Avoid hardcoding sensitive information in configuration files. Instead, retrieve secrets securely as part of your deployment process:

Example in Terraform:

provider "aws" {
access_key = var.aws_access_key
secret_key = var.aws_secret_key
}

You can also configure your pipeline to scan IaC configurations for vulnerabilities, using tools like Checkov or TFSec.
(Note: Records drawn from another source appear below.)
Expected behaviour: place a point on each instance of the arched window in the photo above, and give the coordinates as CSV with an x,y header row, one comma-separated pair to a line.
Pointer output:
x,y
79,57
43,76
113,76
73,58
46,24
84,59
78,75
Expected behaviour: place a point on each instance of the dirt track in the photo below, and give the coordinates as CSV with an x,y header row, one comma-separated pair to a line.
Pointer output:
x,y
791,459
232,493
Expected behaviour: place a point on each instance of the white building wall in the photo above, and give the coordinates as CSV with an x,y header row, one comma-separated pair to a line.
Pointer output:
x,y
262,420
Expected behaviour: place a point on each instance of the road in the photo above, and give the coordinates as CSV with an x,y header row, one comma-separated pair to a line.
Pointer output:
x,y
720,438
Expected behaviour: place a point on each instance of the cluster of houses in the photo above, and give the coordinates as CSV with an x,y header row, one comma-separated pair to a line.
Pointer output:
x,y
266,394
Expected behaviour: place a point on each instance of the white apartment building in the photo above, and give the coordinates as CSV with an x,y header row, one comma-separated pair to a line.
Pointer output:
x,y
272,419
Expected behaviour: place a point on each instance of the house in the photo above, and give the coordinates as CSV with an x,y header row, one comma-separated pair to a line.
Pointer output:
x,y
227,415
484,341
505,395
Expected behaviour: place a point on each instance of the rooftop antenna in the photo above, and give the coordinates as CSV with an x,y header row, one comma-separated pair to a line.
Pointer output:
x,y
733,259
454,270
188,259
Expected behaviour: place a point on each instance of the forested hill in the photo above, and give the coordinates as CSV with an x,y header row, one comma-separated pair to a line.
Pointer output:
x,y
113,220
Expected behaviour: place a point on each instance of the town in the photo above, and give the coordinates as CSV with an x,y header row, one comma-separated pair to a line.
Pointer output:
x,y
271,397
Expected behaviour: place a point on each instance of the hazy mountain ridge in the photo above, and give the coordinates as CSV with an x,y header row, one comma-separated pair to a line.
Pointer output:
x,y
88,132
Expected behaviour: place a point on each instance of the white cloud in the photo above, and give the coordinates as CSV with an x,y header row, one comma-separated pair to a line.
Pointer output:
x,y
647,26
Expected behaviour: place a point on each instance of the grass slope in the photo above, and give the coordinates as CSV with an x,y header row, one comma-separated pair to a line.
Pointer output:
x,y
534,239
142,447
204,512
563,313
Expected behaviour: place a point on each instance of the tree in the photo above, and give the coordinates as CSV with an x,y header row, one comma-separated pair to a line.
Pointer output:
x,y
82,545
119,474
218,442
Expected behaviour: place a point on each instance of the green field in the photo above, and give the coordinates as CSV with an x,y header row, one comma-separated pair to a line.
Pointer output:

Screenshot idea: Show a secure secret management flow in your CI/CD pipeline, pulling secrets from AWS Secrets Manager or HashiCorp Vault.

Conclusion

Integrating infrastructure deployments into your application CI/CD pipeline ensures consistency, scalability, and resilience across your environments. By using best practices like Infrastructure as Code (IaC), staging environments, monitoring, blue-green deployments, and security integration, you can confidently manage both application and infrastructure changes together.

Key Takeaways:

  • Use Infrastructure as Code (IaC) for reliable and repeatable infrastructure management.
  • Run separate pipelines for application and infrastructure.
  • Implement staging environments for testing.
  • Ensure observability by integrating cloud monitoring services.
  • Use blue-green deployments or rollbacks for safety.
  • Secure your deployments by using secrets management.

By following these approaches, you’ll ensure smooth and efficient infrastructure deployments that complement your application pipeline, enabling faster delivery and fewer errors.